Because helicases are so fundamental, mutations in helicase genes cause serious genetic disorders. Two of the best-known examples involve mutations in human RecQ family helicases.

  • Bloom syndrome results from mutations in the BLM helicase gene. It causes short stature, immune deficiency, and a dramatically increased risk of cancer. Cells from people with Bloom syndrome show high rates of chromosomal breakage and abnormal recombination, consistent with the loss of RecQ’s genome-stabilizing functions.
  • Werner syndrome results from mutations in the WRN helicase gene. It causes the premature appearance of aging in young adults, including early graying, skin changes, and age-related diseases decades before they would normally appear. Werner syndrome cells also show increased chromosomal instability and a shortened cellular lifespan.

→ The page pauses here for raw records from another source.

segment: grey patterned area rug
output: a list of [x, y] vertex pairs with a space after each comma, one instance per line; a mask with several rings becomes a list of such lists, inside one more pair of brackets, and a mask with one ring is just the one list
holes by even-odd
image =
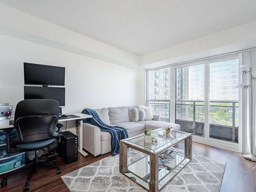
[[[130, 164], [144, 156], [128, 149]], [[145, 191], [119, 173], [119, 156], [110, 156], [61, 177], [71, 191]], [[180, 173], [161, 190], [167, 191], [220, 191], [226, 163], [215, 162], [201, 156], [194, 156]]]

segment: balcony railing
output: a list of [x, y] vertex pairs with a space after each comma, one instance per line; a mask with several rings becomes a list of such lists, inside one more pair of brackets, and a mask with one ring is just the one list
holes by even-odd
[[[238, 104], [237, 101], [210, 101], [210, 138], [238, 142]], [[150, 106], [162, 121], [170, 122], [169, 100], [151, 100]], [[204, 136], [204, 101], [177, 100], [176, 107], [176, 122], [181, 129]]]
[[[176, 120], [181, 129], [204, 136], [204, 101], [176, 100]], [[238, 142], [238, 117], [236, 122], [236, 113], [238, 108], [237, 101], [210, 101], [210, 138]]]

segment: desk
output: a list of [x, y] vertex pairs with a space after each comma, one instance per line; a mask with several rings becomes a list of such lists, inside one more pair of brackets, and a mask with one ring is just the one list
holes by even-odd
[[[71, 115], [71, 114], [68, 114]], [[82, 126], [83, 126], [83, 119], [87, 119], [88, 118], [91, 118], [92, 116], [89, 115], [84, 114], [83, 113], [72, 113], [72, 115], [76, 115], [79, 117], [70, 118], [68, 119], [61, 119], [59, 120], [59, 122], [68, 121], [74, 121], [74, 120], [79, 120], [80, 123], [80, 127], [79, 129], [76, 130], [76, 135], [78, 137], [78, 152], [79, 152], [83, 156], [86, 157], [88, 155], [88, 154], [82, 150]], [[13, 125], [10, 125], [9, 124], [9, 121], [10, 120], [14, 120], [14, 117], [12, 117], [11, 119], [5, 120], [0, 121], [0, 130], [3, 130], [7, 128], [13, 127]]]

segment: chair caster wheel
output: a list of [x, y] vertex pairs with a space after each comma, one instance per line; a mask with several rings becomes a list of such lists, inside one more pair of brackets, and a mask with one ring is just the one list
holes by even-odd
[[60, 174], [61, 173], [61, 169], [59, 168], [57, 169], [57, 175]]
[[4, 177], [1, 180], [1, 187], [7, 185], [7, 178]]
[[26, 184], [24, 185], [24, 187], [23, 187], [23, 191], [26, 191], [26, 190], [29, 190], [30, 188], [30, 185], [29, 183]]

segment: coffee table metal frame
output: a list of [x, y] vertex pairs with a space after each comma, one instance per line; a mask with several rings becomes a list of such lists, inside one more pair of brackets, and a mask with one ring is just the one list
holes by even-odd
[[[153, 132], [159, 132], [162, 130], [162, 129], [159, 129], [154, 130]], [[145, 186], [145, 185], [142, 185], [141, 183], [137, 183], [140, 186], [143, 187], [145, 190], [148, 191], [157, 192], [162, 189], [169, 182], [173, 179], [192, 160], [192, 134], [190, 133], [173, 131], [184, 134], [184, 135], [174, 140], [170, 141], [168, 143], [164, 144], [157, 150], [150, 150], [146, 147], [141, 146], [138, 144], [133, 143], [129, 141], [133, 139], [135, 139], [140, 137], [144, 137], [144, 134], [139, 135], [133, 137], [123, 139], [120, 141], [120, 156], [119, 156], [119, 172], [127, 177], [133, 181], [135, 181], [127, 175], [132, 174], [137, 178], [140, 178], [143, 180], [143, 178], [140, 178], [134, 173], [129, 170], [127, 165], [127, 147], [131, 147], [136, 150], [140, 151], [144, 154], [150, 156], [150, 179], [147, 182], [149, 185], [148, 188]], [[162, 183], [161, 183], [159, 180], [159, 156], [160, 154], [170, 148], [178, 143], [184, 141], [184, 159], [180, 162], [179, 164], [177, 165], [172, 170], [169, 170], [169, 173], [166, 174], [163, 178], [161, 179]], [[133, 163], [136, 163], [140, 159], [135, 161]]]

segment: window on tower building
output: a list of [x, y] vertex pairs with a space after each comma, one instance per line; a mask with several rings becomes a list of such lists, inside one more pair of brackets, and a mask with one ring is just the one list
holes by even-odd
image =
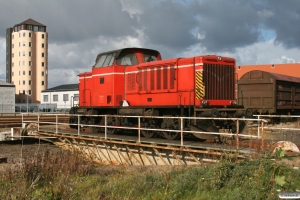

Both disorders are autosomal recessive, meaning a person must inherit a defective copy of the gene from each parent. The underlying problem in both cases is the same: without a functioning helicase to manage DNA repair and recombination, the genome becomes progressively unstable. The specific symptoms differ because BLM and WRN, while related, handle slightly different tasks within the repair process.

DNA Helicases vs. RNA Helicases

Cells also contain RNA helicases, which share the same basic motor design but act on RNA rather than DNA. Some unwind short RNA duplexes without traveling along the strand at all, instead prying open a small section locally. Others move directionally along RNA, similar to how DNA helicases translocate. A few helicases can even work on both DNA and RNA, or bind and slide along double-stranded nucleic acids without unwinding them, serving roles in gene regulation and immune sensing rather than strand separation.

All of these helicases likely evolved from a common ancestor with broad specificity. Over time, small structural changes in the core motor domain specialized different family members for DNA, RNA, or hybrid substrates, and for unwinding, translocation, or remodeling functions. The result is one of the largest and most versatile protein families in biology, with dozens of distinct helicases operating in every human cell.